In addition, researches on utilization, development and commercialization of pigeon pea and its associated products are limited in Nigeria when compared with other legumes such as cowpea (Akande, 2007). However, several researches have been reported on the use of extrusion cooking for cereals and legumes singly (Bredie et al., 1998; Iwe, 2001; Pelembe et al., 2002; Ding et al., 2006), and no available report in the literature to the best of our knowledge on the development of rice-pigeon pea blend using this technology.

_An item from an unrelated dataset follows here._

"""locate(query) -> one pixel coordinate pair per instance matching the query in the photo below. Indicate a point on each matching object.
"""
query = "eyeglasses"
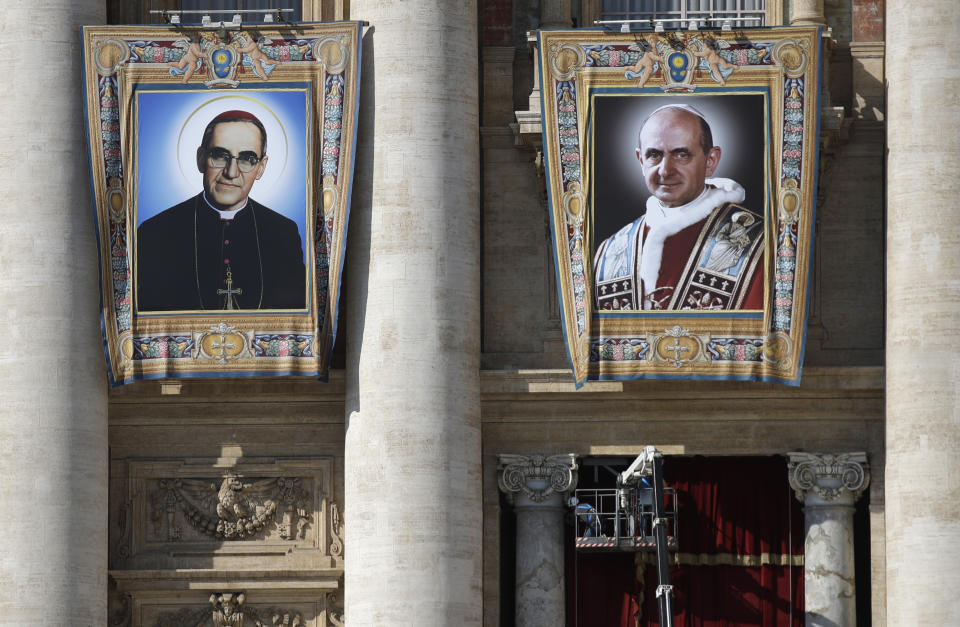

Hence, extrusion technology could contribute in this direction through the production of foods containing cereals and legumes, which are highly acceptable, and meet consumer’s specifications. Furthermore, extrusion processes could help in producing quality products with improvement in nutritive value, colour, flavor and bioactive substances as well as reduction in production cost (Tabo et al., 1995).

1.4 Aim and Objectives
The aim of this research is to optimize and characterize instant porridge developed from rice-pigeon pea flour blend using extrusion cooking method.

1.4.1 Specific Objectives
i. To determine the optimum process conditions for production of instant porridge from rice- pigeon pea flour blend using statistical optimization technique.

ii. To evaluate the characterization on proximate, amino acid and mineral compositions of the developed instant porridge from rice-pigeon pea flour blend.

iii. To carry out sensory evaluation of the developed instant porridge from rice- pigeon pea flour blend.